3.1 The French samples

We obtained data for X chromosomes from 48 males of northern French origin who were genotyped both on the Illumina 1M platform and 244K aCGH platform. The 244K aCGH chips, custom-designed for focussed investigation for putative CNV regions, provide information on the locations of CNV regions as well as CNs in these regions across the entire genome (de Smith et al., 2007). In aCGH, test and reference DNA samples, which are labelled differentially with fluorescent tags, are competitively hybridized into genomic arrays. The fluorescence ratio of test and reference hybridization signal is then determined at different positions along the genome, which provides information on the difference in CNs between test and reference samples.

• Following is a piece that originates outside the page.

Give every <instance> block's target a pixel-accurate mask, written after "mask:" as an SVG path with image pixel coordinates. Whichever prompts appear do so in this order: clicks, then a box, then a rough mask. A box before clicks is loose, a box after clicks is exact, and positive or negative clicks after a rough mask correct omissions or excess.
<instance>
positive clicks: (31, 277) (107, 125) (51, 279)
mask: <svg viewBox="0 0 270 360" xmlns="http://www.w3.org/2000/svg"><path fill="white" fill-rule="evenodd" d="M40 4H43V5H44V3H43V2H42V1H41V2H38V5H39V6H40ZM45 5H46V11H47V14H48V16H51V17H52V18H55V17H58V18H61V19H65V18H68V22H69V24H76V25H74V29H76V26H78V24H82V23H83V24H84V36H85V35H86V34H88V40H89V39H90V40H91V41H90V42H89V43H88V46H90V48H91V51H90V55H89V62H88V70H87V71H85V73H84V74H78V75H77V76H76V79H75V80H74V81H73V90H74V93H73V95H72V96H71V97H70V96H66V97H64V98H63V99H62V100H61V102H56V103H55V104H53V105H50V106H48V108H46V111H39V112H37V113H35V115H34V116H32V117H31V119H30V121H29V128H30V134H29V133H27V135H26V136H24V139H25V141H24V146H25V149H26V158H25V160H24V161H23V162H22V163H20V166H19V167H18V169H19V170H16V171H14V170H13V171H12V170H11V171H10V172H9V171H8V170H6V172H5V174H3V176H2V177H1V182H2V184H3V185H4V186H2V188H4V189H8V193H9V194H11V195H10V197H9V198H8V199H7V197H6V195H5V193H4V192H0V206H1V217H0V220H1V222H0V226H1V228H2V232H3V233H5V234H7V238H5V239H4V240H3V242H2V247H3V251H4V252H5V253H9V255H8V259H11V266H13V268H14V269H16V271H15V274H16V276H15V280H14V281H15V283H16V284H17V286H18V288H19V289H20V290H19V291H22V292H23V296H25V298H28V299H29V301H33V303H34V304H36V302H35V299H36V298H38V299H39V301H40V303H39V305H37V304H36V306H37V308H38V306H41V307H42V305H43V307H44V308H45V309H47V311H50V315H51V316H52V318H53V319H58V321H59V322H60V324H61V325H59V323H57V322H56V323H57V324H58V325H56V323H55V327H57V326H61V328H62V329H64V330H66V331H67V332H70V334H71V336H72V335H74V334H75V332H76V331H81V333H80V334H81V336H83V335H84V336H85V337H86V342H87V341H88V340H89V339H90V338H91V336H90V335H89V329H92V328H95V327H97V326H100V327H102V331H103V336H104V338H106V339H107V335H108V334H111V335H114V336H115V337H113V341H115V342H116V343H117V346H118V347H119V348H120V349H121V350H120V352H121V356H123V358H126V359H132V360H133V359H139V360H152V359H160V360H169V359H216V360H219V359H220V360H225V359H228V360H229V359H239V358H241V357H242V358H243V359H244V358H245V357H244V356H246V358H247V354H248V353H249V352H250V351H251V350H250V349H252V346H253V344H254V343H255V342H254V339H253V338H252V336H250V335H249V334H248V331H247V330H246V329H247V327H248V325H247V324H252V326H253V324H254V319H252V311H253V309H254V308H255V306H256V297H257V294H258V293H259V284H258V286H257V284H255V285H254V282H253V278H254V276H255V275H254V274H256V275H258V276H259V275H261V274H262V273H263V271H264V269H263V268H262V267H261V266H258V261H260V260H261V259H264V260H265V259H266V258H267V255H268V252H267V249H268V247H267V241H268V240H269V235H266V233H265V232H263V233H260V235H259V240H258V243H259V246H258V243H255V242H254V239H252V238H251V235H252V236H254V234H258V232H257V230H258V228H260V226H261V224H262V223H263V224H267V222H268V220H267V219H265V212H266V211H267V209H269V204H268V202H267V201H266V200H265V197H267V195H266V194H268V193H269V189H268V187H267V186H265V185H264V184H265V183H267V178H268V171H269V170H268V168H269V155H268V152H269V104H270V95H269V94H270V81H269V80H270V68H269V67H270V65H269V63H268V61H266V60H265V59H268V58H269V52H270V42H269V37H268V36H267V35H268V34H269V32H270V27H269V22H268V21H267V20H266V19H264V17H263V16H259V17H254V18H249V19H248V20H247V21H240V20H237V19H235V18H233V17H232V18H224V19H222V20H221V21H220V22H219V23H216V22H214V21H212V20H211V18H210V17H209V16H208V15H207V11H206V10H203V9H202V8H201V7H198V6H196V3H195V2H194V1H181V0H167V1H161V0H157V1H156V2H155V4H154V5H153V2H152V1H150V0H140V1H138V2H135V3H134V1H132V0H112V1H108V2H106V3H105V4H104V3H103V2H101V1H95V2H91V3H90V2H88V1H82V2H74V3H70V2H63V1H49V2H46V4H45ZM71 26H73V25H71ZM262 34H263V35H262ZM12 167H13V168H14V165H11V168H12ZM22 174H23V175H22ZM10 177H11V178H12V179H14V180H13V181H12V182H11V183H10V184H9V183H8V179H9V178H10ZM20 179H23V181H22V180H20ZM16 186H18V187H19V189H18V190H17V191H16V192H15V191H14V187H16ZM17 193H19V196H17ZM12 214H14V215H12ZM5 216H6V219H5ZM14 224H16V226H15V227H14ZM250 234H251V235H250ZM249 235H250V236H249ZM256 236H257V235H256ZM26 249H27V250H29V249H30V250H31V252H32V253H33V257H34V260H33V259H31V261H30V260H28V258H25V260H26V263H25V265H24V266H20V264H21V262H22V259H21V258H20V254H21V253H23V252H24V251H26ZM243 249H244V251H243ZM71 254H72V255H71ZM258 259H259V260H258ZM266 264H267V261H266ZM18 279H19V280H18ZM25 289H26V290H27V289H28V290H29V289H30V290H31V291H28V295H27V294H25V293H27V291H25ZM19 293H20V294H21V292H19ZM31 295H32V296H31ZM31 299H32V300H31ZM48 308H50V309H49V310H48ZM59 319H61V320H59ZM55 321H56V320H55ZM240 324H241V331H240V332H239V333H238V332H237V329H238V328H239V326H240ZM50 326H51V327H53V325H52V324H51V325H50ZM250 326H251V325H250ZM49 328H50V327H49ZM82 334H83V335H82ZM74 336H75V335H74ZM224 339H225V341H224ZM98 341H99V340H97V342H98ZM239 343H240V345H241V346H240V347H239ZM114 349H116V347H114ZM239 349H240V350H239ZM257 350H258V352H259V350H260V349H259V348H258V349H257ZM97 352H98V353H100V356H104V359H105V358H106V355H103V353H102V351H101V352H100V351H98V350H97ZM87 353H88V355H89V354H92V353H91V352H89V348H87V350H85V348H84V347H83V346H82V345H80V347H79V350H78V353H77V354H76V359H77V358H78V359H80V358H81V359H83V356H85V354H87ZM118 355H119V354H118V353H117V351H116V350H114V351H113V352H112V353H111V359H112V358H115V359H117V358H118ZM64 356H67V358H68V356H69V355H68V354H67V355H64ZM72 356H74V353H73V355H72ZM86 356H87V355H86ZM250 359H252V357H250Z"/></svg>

CNV regions on non-pseudo-autosomal regions of the male X chromosome were identified from 244K aCGH chip data using the ADM2 algorithm developed by Agilent Technologies (Santa Clara, CA, USA), which recursively searches for CNV intervals based on log R ratios (LRRs) of fluorescent signals from probes between test and reference DNA sample (de Smith et al., 2007). A single sample from the Coriell Cell Repository (NA15510) was used as reference. The boundary and size of the CNV intervals are defined on the basis of the positions of the first and last array probes identified as lying within the CNV. The integer CN of the CN region was set to 0 if the average LRR of probes within the region was less than −0.5 (i.e. deletion) and was set to 2 otherwise (i.e. amplification on male haploid background). Haploid SNP genotypes in non-CNV regions were obtained from BeadStudio, using the Illumina 1M chip. Within amplified regions, two-copy SNP genotypes were estimated from a Gaussian mixture model using the B-allele frequency from BeadStudio. For this dataset, we analysed a 2.7 Mb non-pseudo-autosomal region of the X-chromosome (151 881 226–154 588 828 bp based on NCBI build 36) This region has 1904 aCGH probes (equally 1 probe for every 1.4 kb) and 1058 Illumina SNP probes.

3.2 The Finnish samples

We also assessed our method using a larger dataset from the Northern Finland Birth Cohort (NFBC), from which we obtained non-pseudo-autosomal X-chromosome genotype data on 695 Finnish males assayed on Illumina Hap370 chips. aCGH data were unavailable for this cohort; however, Illumina's BeadStudio software generates the log ratio of observed to expected fluorescent signal intensity (LRR), as well as a normalized measure of relative signal intensity between the two SNP alleles the B allele frequency (BAF), which can be used to detect CNV regions and infer CN genotypes (Colella et al., 2007; Wang et al., 2007). Haploid SNP genotypes were obtained from BeadStudio, while two copy SNP genotypes within amplifications were obtained on the basis of BAF. For this dataset, we analysed a 20.9 Mb region on the X chromosome (19 502 220–40 491 848 bp based on NCBI build 36), which contains 2149 markers.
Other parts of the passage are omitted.